Alla fine si è preferito puntare su un esecutivo più “presidenziale” in cui accanto a uomini “forti” (tra i primi Giulio Tremonti e Maurizio Sacconi, ma anche Franco Frattini, Claudio Scajola, Ignazio La Russa, Altiero Matteoli, naturalmente il trio leghista Bossi-Maroni-Calderoli, Renato Brunetta, Raffaele Fitto) abbondano – anche in ruoli importanti come Giustizia e Istruzione – “giovani politici” da sperimentare o comunque personale politico più da combattimento che da parata. In questo senso il governo 2001-2006 vedeva personalità più caratterizzate (da Antonio Martino a Giuseppe Pisanu a Letizia Moratti alla meteora di Renato Ruggiero).
Berlusconi ha avuto ben due occasioni per verificare che cosa significa guidare un esecutivo. Al terzo tentativo non può invocare alibi: se ha scelto una squadra più esecutiva in tanti aspetti che elaborativa, avrà i suoi disegni. Dovrebbe affiancare al lavoro di governo un confronto con la complessa realtà della società italiana, che non è possibile non solo riformare ma neanche indirizzare senza un duro sforzo culturale. Si può affidare questo compito al cosiddetto Popolo delle libertà? Può darsi.

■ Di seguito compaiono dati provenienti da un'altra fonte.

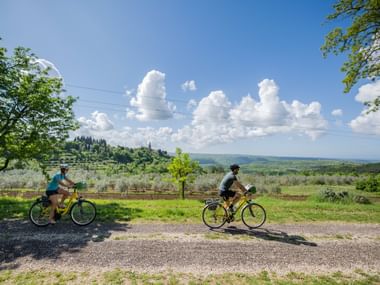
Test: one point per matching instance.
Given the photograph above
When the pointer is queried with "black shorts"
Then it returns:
(51, 192)
(227, 194)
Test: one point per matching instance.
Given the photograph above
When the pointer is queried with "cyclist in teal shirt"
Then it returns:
(225, 190)
(54, 188)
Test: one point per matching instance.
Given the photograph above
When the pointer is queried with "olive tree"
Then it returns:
(360, 39)
(182, 169)
(34, 115)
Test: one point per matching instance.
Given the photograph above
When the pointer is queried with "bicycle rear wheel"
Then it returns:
(253, 215)
(39, 214)
(83, 213)
(214, 215)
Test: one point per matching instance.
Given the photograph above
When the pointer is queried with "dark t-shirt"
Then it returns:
(227, 182)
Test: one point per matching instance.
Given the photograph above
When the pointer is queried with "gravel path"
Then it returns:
(310, 248)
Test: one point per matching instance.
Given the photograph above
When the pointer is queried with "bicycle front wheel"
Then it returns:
(253, 215)
(39, 214)
(214, 215)
(83, 213)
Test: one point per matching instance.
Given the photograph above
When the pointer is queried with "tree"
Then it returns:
(361, 39)
(34, 117)
(182, 170)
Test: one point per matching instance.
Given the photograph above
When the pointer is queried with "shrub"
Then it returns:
(275, 189)
(371, 184)
(327, 195)
(361, 199)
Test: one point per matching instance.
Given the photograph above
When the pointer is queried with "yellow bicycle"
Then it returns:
(215, 214)
(82, 212)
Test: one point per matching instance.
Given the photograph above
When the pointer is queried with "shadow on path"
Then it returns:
(267, 234)
(21, 239)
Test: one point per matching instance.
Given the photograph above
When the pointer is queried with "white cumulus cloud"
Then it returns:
(98, 122)
(368, 92)
(337, 112)
(45, 64)
(216, 120)
(150, 99)
(189, 85)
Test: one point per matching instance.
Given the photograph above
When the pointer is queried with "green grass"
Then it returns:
(189, 211)
(119, 276)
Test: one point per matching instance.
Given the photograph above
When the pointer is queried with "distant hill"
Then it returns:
(87, 152)
(287, 165)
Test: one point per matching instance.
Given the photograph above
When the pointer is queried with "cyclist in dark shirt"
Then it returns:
(225, 186)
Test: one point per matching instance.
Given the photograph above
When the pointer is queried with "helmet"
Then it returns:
(234, 166)
(64, 166)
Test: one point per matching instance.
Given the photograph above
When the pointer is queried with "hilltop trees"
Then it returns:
(361, 40)
(34, 117)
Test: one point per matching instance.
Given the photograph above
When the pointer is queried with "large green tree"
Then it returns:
(183, 169)
(360, 38)
(35, 117)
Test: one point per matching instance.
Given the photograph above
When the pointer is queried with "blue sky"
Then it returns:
(214, 76)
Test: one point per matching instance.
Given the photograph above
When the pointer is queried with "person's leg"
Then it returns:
(64, 194)
(54, 204)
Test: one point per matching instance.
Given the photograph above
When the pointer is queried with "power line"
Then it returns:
(190, 116)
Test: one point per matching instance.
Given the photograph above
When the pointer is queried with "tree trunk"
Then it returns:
(5, 165)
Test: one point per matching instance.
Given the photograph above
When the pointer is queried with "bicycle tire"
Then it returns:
(214, 215)
(39, 214)
(83, 212)
(253, 215)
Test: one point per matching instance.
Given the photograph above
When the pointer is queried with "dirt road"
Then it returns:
(309, 248)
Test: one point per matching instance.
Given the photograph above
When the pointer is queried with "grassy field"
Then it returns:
(118, 276)
(189, 211)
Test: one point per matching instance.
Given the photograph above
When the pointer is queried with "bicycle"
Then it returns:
(215, 214)
(82, 212)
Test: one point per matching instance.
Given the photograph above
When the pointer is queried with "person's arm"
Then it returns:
(72, 183)
(240, 186)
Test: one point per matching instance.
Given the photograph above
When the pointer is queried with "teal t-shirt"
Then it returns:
(54, 183)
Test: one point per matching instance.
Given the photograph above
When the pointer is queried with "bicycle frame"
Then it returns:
(242, 201)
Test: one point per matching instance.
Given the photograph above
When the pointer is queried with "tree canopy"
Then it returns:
(35, 117)
(182, 169)
(361, 39)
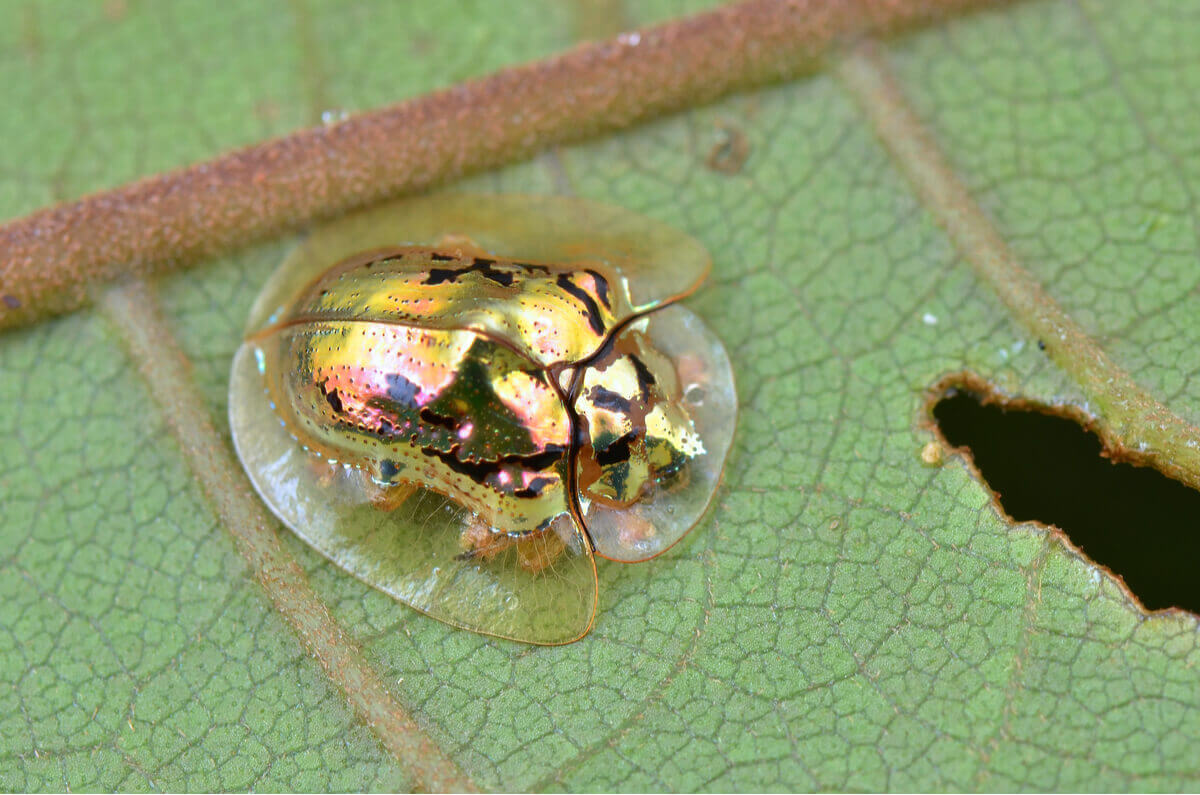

Il nuovo governo ha un nucleo lombardo-veneto come quelli di centrosinistra avevano un’anima romana. L’esecutivo misurerà la sua possibilità di successo dalla capacità di impostare una riforma in senso federalista del sistema fiscale: il motore di questa scelta è lombardo-veneto e dunque il nucleo centrale dell’esecutivo non può non venire da questa area del Paese. Interessante però l’attenzione berlusconiana per l’altro polo federalista, la Sicilia che con il trio Alfano-Prestigiacomo-Schifani sarà decisiva per le sorti del programma. Nel centrodestra peserà come sempre Roma, innanzi tutto con Gianni Letta, Gianfranco Fini e dall’esterno Gianni Alemanno. Una parte del polo lombardo veneto ha lavorato per contenere il peso politico della Capitale (così i balletti sulla vicepresidenza). Forse rispetto al passato, anche per la mancanza di un partito dalla logica rigidamente centralistica come l’Udc, l’anima romana sarà un po’ ridimensionata; chi spera che evapori, però, si fa illusioni.